World leaders pose for a photo during the opening ceremony of the 47th ASEAN Summit in Kuala Lumpur, Malaysia, on Oct. 26, 2025. Mohd Rasfan/AFP via Getty Images
News Analysis
The new Liberal government signalled this summer that changes were afoot in how it manages relationships in Asia, and this has materialized more recently in a significant way, as Ottawa pursues “pragmatic” policies.
In short, sizeable contentious issues are being fenced off in order to benefit from the economic opportunities offered by the world’s two most populous countries: China and India.
Canada’s relations with the two countries crashed in recent years, due to key incidents and both of them being seen by Ottawa as a source of foreign interference and transnational repression.
The government of Prime Minister Mark Carney is not letting these concerns impact a diplomatic reset, as it aggressively seeks to boost foreign trade to diversify away from the United States.
Meetings at the highest level have relaunched the relationships. Carney met with his Indian counterpart Narendra Modi in Canada in June, and with Chinese leader Xi Jinping in South Korea on Oct. 31.
Following the meeting with Xi, Carney spoke of a “turning point” in the relationship with Beijing. Shortly after, China lifted its ban on group travel to Canada, reopening the doors to a windfall of tourism dollars.
Carney has yet to travel to India but has accepted an invitation from Xi to visit China.
Carney’s meeting with the Chinese leader followed Foreign Affairs Minister Anita Anand’s travel to China in mid-October, after which she said Ottawa is in a “strategic partnership” with Beijing.
“We must be nuanced in our diplomacy,” she told The Canadian Press in an interview after her trip. “We must stress our concerns relating to security and public safety on the one hand, and we must seek to build additional supply chains on the other.
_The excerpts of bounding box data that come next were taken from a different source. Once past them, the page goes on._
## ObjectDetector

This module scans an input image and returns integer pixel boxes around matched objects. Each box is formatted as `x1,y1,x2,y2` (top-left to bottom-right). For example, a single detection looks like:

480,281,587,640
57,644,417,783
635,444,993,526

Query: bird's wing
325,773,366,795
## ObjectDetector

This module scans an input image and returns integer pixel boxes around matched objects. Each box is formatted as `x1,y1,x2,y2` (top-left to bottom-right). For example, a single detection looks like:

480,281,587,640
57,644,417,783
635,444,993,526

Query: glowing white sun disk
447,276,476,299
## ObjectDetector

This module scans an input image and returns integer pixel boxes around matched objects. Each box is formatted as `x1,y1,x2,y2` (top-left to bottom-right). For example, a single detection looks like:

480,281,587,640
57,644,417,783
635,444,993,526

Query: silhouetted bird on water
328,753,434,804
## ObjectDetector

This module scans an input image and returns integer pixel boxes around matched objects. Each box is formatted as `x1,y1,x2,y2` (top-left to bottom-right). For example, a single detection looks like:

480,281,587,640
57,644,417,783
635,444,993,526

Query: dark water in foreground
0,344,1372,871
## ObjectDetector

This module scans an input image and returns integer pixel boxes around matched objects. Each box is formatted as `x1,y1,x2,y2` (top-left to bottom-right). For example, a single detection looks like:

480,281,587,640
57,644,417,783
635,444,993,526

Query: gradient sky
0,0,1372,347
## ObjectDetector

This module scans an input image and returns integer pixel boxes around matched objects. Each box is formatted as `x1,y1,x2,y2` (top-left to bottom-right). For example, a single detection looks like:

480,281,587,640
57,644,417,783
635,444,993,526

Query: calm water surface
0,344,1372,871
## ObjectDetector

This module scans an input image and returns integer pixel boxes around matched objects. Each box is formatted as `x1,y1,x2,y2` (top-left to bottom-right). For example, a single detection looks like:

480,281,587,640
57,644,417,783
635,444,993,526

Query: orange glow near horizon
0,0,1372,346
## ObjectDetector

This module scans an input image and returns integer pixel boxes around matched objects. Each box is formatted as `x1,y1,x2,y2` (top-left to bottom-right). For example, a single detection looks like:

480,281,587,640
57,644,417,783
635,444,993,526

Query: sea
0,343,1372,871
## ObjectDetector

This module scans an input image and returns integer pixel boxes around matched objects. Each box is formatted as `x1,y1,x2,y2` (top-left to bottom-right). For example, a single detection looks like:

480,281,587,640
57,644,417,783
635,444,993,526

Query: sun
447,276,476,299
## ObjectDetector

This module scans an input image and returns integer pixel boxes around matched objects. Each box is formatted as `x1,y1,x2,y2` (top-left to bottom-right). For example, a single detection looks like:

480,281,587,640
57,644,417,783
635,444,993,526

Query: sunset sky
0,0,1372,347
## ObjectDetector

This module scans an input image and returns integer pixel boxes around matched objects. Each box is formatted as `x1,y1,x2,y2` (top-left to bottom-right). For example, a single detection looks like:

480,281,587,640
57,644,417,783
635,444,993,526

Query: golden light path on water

That is pragmatism.”
This re-engagement strategy focused on boosting trade in Asia is in the process of being drafted into formal government policy, Anand said in late October.
“What I’m saying to the department now is we need to update that Indo-Pacific strategy. It is not reflective of our economic ambitions in the region,” Anand said during an event held by the Canada 2020 think tank. The minister said access to Asian markets must translate into economic gains for Canada.
The Indo-Pacific Strategy was written after a breakdown in relations with China occurred in late 2018, when Canada executed a U.S. extradition warrant for Huawei executive Meng Wanzhou. China detained Canadians Michael Kovrig and Michael Spavor for more than 1,000 days in apparent retaliation.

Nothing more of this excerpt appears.